NaturalDocs:: Languages:: Advanced

The base class for all languages that have full support in Natural Docs.  Each one will have a custom parser capable of documenting undocumented aspects of the code.

Summary
The base class for all languages that have full support in Natural Docs.
The class is implemented as a blessed arrayref.
Returns a new language object and adds it to NaturalDocs::Languages.
Returns the tokens found by ParseForCommentsAndTokens().
Replaces the tokens.
Resets the token list.
Returns the arrayref of automatically generated topics, or undef if none.
Resets the automatic topic list.
Returns an arrayref of NaturalDocs::Languages::Advanced::ScopeChange objects describing how and when the scope changed thoughout the file.
These functions are good general language building blocks.
Loads the passed file, sends all appropriate comments to NaturalDocs::Parser->OnComment(), and breaks the rest into an arrayref of tokens.
Converts the passed line to tokens as described in ParseForCommentsAndTokens and adds them to Tokens().
If the position is on a string delimiter, moves the position to the token following the closing delimiter, or past the end of the tokens if there is none.
Moves the position to the token following the next line break, or past the end of the tokens array if there is none.
Moves the position to the token following the next occurance of a particular token sequence, or past the end of the tokens array if it never occurs.
Returns whether the position is at the first token of a line, not including whitespace.
Returns whether the position is at the last token of a line, not including whitespace.
Returns whether the position is at a sequence of tokens.
Returns whether the position is after a backslash.
These functions provide a nice scope stack implementation for language-specific parsers to use.
Clears the scope stack for a new file.
Records a new scope level.
Records the end of the current scope level.
Returns the symbol that ends the current scope level, or undef if we are at the top level.
Returns the current calculated scope, or undef if global.
Returns the current calculated namespace, or undef if none.
Returns the current calculated package or class, or undef if none.
Returns the current protection, or undef if none.
Sets the namespace for the current scope level.
Sets the package or class for the current scope level.
Sets the protection for the current scope level.
Adds a change to the scope record, condensing unnecessary entries.
Converts the specified tokens into a string and returns it.

Implementation

Members

The class is implemented as a blessed arrayref.  The following constants are used as indexes.

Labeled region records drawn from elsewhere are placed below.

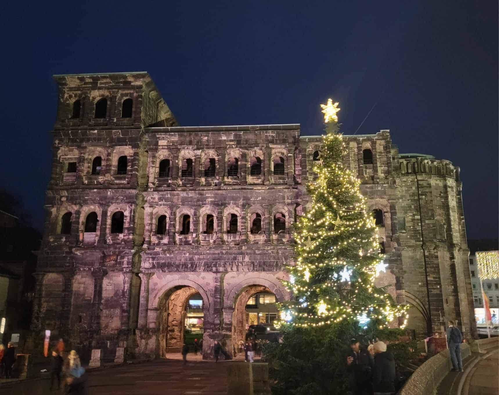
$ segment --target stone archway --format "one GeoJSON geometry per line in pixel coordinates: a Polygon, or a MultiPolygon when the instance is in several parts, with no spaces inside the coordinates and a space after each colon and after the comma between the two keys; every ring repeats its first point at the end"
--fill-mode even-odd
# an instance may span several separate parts
{"type": "MultiPolygon", "coordinates": [[[[244,288],[236,297],[232,319],[232,337],[233,355],[235,357],[240,352],[239,349],[240,341],[242,340],[245,341],[246,340],[247,303],[253,295],[264,292],[275,295],[274,293],[264,286],[252,285],[244,288]]],[[[277,296],[275,296],[277,302],[277,296]]]]}
{"type": "Polygon", "coordinates": [[[181,352],[184,340],[187,302],[191,296],[198,293],[198,290],[192,287],[177,286],[170,288],[161,297],[158,304],[157,341],[160,357],[165,358],[169,353],[181,352]]]}
{"type": "Polygon", "coordinates": [[[415,295],[408,292],[404,292],[406,302],[410,305],[406,329],[414,331],[415,338],[421,339],[429,336],[431,332],[431,325],[430,324],[430,315],[426,307],[415,295]]]}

TOKENSAn arrayref of tokens used in all the Parsing Functions.
SCOPE_STACKAn arrayref of NaturalDocs::Languages::Advanced::Scope objects serving as a scope stack for parsing.  There will always be one available, with a symbol of undef, for the top level.
SCOPE_RECORDAn arrayref of NaturalDocs::Languages::Advanced::ScopeChange objects, as generated by the scope stack.  If there is more than one change per line, only the last is stored.
AUTO_TOPICSAn arrayref of NaturalDocs::Parser::ParsedTopics generated automatically from the code.

Functions

New

sub New

Returns a new language object and adds it to NaturalDocs::Languages.

Tokens

sub Tokens

Returns the tokens found by ParseForCommentsAndTokens().

SetTokens

sub SetTokens #(tokens)

Replaces the tokens.

ClearTokens

sub ClearTokens

Resets the token list.  You may want to do this after parsing is over to save memory.

AutoTopics

sub AutoTopics

Returns the arrayref of automatically generated topics, or undef if none.

AddAutoTopic

sub AddAutoTopic #(topic)

Adds a NaturalDocs::Parser::ParsedTopic to AutoTopics().

ClearAutoTopics

sub ClearAutoTopics

Resets the automatic topic list.  Not necessary if you call ParseForCommentsAndTokens().

ScopeRecord

sub ScopeRecord

Returns an arrayref of NaturalDocs::Languages::Advanced::ScopeChange objects describing how and when the scope changed thoughout the file.

Parsing Functions

These functions are good general language building blocks.  Use them to create your language-specific parser.

All functions work on Tokens() and assume it is set by ParseForCommentsAndTokens().

ParseForCommentsAndTokens

sub ParseForCommentsAndTokens #(sourceFile,
lineCommentSymbols,
openingCommentSymbols,
closingCommentSymbols)

Loads the passed file, sends all appropriate comments to NaturalDocs::Parser->OnComment(), and breaks the rest into an arrayref of tokens.  Tokens are defined as

  • All consecutive alphanumeric and underscore characters.
  • All consecutive whitespace.
  • A single line break.  It will always be “\n”; you don’t have to worry about platform differences.
  • A single character not included above, which is usually a symbol.  Multiple consecutive ones each get their own token.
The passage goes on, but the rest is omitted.